Le pouls d'une génération

Luc Lorfèvre

Trois ans après Dépendance, hymne générationnel qui a dépassé les 10 millions de streams, la chanteuse et compositrice muscle le son, sort les guitares et se nourrit de ses doutes existentiels sur son premier album Je cherche encore.

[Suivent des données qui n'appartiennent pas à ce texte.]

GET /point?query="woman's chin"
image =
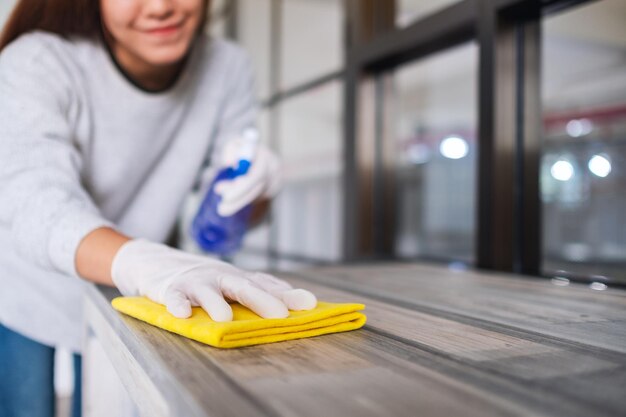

«Je n’ai pas de mode d’emploi, je suis perdue dans ce monde », chante Doria D(upont) sur son premier album Je cherche encore. Entrée dans l’âge adulte sous nos yeux, la jeune femme de 24 ans prend le pouls de sa génération tout en se métamorphosant musicalement. Trois ans après l’EP Dépendance qui l’a révélée, l’auteure, compositrice et interprète originaire d’Ottignies, s’est affranchie de la structure de G Major Productions pour retrouver sa liberté. Questions, Colère, Morose, Danger… Les titres des huit chansons de ce disque autoproduit parlent d’eux-mêmes et relatent le cheminement d’une chanteuse qui n’a pas peur d’exprimer sa vulnérabilité. « Je me pose des questions depuis que je suis née, explique-t-elle. Je suis un peu en crise existentielle tous les deux jours. Je dois vivre et avancer avec ça, notamment en me réfugiant dans la musique. C’est une manière, finalement assez saine, de trouver certaines réponses. J’écris principalement sur ce qui me préoccupe mais j’essaie d’en faire quelque chose de positif. Ce premier album est un peu le recueil de tous mes apprentissages. De mes doutes aussi. 
Ça avait du sens de l’appeler Je cherche encore. Je me rends compte aussi que je ne suis pas la seule à chercher. C’est pareil pour tous mes potes, filles et garçons. Je viens d’avoir 24 ans. On est dans un âge où on est hyper perdus, on ne sait pas du tout ce que l’avenir nous réserve. »

 

Doria D
L’idée est de bousculer les choses, un peu comme dans la vie de tous les jours.

 

Je cherche encore reste pourtant un disque lumineux. Et plus musclé. Les sonorités urbaines et formatées de l’EP Dépendance sont quelque peu délaissées au profit d’arrangements plus audacieux, de guitares électriques, de nuances acoustiques et d’une démarche artisanale plus ancrée dans la scène alternative. En résulte un album avec l’âme et pas seulement construit en pensant aux algorithmes. Nanana qui est introduit par un effet de distorsion, le refrain torturé de Ton Regard ou les climats quasi oppressants du bien-nommé Danger rappellent que Doria D est passée par la case “rock énervé” dans l’adolescence. « On ne peut pas se refaire, rigole-t-elle. J’ai fait l’école des bars et des tremplins dans les quartiers universitaires de Louvain-la-Neuve où je chantais des reprises de Nirvana.
Les choses se sont très vite emballées avec le succès de la chanson Dépendance. On m’a proposé très vite des concerts et j’ai foncé. J’ai fait environ une centaine de dates avec seulement un single et un EP. 
C’est incroyable, d’autant qu’on était alors en pleine crise du Covid avec tout ce que cela a impliqué comme restrictions culturelles. On avait peu de moyens mais beaucoup d’enthousiasme. Il y avait toutefois la frustration d’avoir beaucoup de bandes préenregistrées sur scène. Petit à petit, c’est devenu moins formaté et plus dans l’énergie. Mes influences rock étaient là, mais moins visibles. Avec Je cherche encore et la prochaine tournée, elles reviennent à la surface. L’idée est de se faire plaisir et bousculer les choses, un peu comme dans le vie de tous les jours. Je suis une artiste indépendante aujourd’hui. Je n’écoute que moi et je n’ai pas peur d’expérimenter. »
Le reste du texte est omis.